1. ## Binomial expansions

Find, in the simplest form, the coefficient of x^n in the binomial expansion of (1-x)^(-6).

Hence, find the coefficient of x^6 and x^7 in (1+2x+3x^2+4x^3+5x^4+6x^5+7x^6)^3

Attempt:

The generalised binomial theorem,

$\displaystyle \sum^{\infty}_{k=0}\frac{-6(-6-1)(-6-2)...(-6-r+1)}{r!}(1)^{-6-r}(-x)^r$

So when r=n, the coefficient of x^n will be $\displaystyle -\frac{-6(-6-1)(-6-2)...(-6-r+1)}{r!}$

Can that be further simplified?

And how can i go about in the second part?

2. Originally Posted by hooke
Find, in the simplest form, the coefficient of x^n in the binomial expansion of (1-x)^(-6).

Hence, find the coefficient of x^6 and x^7 in (1+2x+3x^2+4x^3+5x^4+6x^5+7x^6)^3

Attempt:

The generalised binomial theorem,

$\displaystyle \sum^{\infty}_{k=0}\frac{-6(-6-1)(-6-2)...(-6-r+1)}{r!}(1)^{-6-r}(-x)^r$

So when r=n, the coefficient of x^n will be $\displaystyle -\frac{-6(-6-1)(-6-2)...(-6-r+1)}{r!}$

Can that be further simplified?
The terms all have positive signs, since they contain an even number of negatives.
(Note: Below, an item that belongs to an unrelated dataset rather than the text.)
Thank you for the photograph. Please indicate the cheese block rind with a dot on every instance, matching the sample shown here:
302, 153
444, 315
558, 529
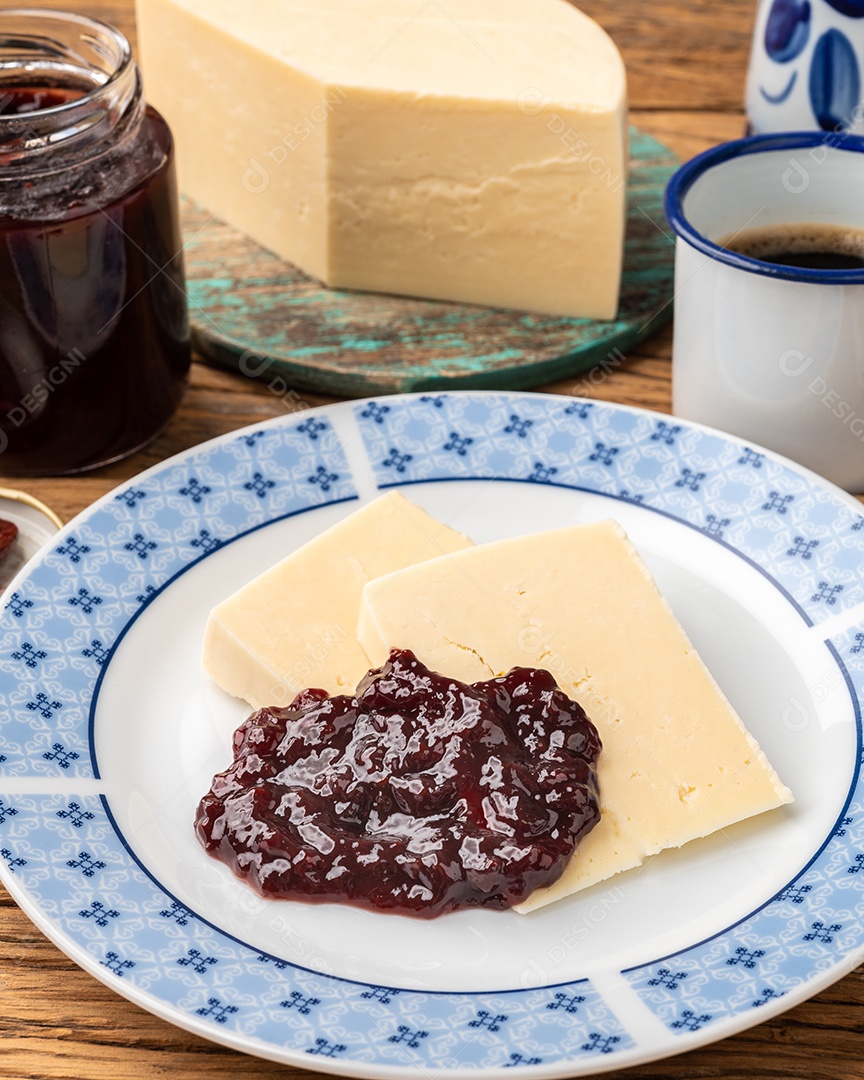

So you can leave out all the negative signs. The first few terms are

$\displaystyle (1-x)^{-6} = 1 + 6x + \frac{(6)(7)}{2!}x^2 + \frac{(6)(7)(8)}{3!}x^3 + \ldots .$

Originally Posted by hooke
And how can i go about in the second part?
Hint: The generalised binomial expansion of $\displaystyle (1-x)^{-2}$ is

$\displaystyle (1-x)^{-2} = 1 + 2x + 3x^2 + 4x^3 + \ldots .$ It's an infinite series, but its first seven terms are the same as those in the expression that you want the cube of.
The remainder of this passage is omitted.